It's funny that he should say that. First of all, because the ad itself is based on a lie. As we have noted previously, Bracamontes was deported by the Clinton administration, and then snuck back into the country while George W. Bush was president. Further, he was once detained by "America's toughest sheriff," namely friend-of-Trump Joe Arpaio, and then released for unknown reasons. In other words, if one is looking for a specific example to use in order to tar Democrats for their ideas about immigration, Bracamontes is about the worst possible one to use.
Beyond that—and this should really come as no surprise—Trump has amped up the lying in recent weeks. In part, because lying is like a drug, and the more you get away with it, the more you do it. And in part because it's campaign season, and he's been making a lot of appearances before a lot of raucous crowds. The only shocking thing is exactly how much he's turned up the dial. For the first year of his presidency, he was averaging about five lies a day, and in the second year that slowly crept up to about 7.5 a day. In October, though, his average jumped to a staggering 35.6 lies a day, including one day (October 22, the day of the Ted Cruz rally) where he issued forth with an amazing 83 whoppers. To squeeze that many in, you pretty much have to lie about everything. It must be hard for him to order lunch on days like that, since the staff can't be certain about what he actually wants to eat.
Of course, the biggest problem is not the lies, per se, but the fact that lots of people take what he is saying as the truth and as a call to action. In the case of Robert Bowers, of Tree of Life Synagogue infamy, it is about 95% certain that he was egged on by the President's words and actions. In the case of pipe bomber Cesar Sayoc, it is about 99% certain. And on Friday, we got our first 100%. The Nigerian army, among the world's most cruel and corrupt military forces, opened fire on rock-throwing protesters and killed at least 40 of them. Then, they posted a clip to their official Twitter account of Trump's Thursday remarks about opening fire on rock throwers.
Normally, once the midterms end, the American people get a breather from politics and politicians for a while. That's not likely to happen this time; Trump is already getting his lying ducks in a row for after the ballots are counted (see below).
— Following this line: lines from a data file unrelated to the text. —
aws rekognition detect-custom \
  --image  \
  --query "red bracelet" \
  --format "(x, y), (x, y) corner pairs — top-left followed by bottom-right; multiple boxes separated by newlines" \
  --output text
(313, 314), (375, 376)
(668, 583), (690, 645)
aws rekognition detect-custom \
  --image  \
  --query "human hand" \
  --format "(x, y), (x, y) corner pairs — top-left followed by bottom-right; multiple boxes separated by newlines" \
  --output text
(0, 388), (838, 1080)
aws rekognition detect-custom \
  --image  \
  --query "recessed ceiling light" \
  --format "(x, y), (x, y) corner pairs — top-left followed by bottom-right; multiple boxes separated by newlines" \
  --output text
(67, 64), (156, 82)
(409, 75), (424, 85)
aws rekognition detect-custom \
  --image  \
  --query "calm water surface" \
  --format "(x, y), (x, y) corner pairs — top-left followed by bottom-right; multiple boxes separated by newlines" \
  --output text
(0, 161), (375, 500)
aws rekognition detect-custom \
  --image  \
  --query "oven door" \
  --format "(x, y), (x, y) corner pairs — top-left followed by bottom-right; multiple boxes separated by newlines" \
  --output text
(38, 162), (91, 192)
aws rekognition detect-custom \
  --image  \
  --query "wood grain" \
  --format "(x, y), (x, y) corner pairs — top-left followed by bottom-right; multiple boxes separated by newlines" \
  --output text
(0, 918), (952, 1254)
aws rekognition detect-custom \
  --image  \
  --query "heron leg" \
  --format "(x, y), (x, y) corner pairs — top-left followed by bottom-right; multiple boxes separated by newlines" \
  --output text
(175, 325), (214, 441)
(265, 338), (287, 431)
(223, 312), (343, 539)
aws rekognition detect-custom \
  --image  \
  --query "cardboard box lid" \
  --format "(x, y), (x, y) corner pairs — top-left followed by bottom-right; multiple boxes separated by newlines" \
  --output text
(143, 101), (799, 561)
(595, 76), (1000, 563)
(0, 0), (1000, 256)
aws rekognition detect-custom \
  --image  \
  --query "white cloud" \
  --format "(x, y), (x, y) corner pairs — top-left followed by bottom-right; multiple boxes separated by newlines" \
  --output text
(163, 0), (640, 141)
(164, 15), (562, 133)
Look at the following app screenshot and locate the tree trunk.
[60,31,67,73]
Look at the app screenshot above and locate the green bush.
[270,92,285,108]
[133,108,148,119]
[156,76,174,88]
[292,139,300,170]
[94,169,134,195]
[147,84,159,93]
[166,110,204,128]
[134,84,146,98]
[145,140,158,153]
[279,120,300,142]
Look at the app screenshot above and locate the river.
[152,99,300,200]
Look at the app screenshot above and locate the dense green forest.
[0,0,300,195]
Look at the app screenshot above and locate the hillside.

And if the Democrats do take the House, and put the screws to him, he's undoubtedly going to pull a full Star Trek when it comes to his relationship to the truth, and boldly go where no man has gone before. (Z)
Speaking of mega-sized Trumpian lies, The Washington Post is reporting that Donald Trump will claim victory even if Democrats capture the House. There is a precedent for this:
Of course George Orwell used it in a novel. Fiction is different from reality, or at least it used to be. If the Republicans pick up a Senate seat and go from 51 to 52, that is all Trump will talk about. He won't mention the House or all the governorships that everyone expects the Republicans to lose. The Senate is likely to be the only bright spot for the GOP Tuesday evening and so he will focus like a laser on it.
An internal memo White House Political Director Bill Stepien wrote earlier this year said that the Republicans' goal was to minimize their losses. So if Democrats win 30 seats in the House and reporters pester him about how that is a win, he might grudgingly say: "We were expecting to lose 50, so losing only 30 is a win." Of course "winning" and "losing" are not measured against your expectations, but against the situation before the election.
Another argument Trump may make if the Republicans pick up a seat or two in the Senate, which is possible, is that in the past 80 years, the president's party has picked up a grand total of seven Senate seats in midterms, so this year's pickup is phenomenal. He might also say something like: "Who cares about the House? It's the Senate that approves judicial nominees." Of course, in the event that the Democrats win both the House and Senate, he'll have to change the script a bit, but that seems unlikely at the moment. (V)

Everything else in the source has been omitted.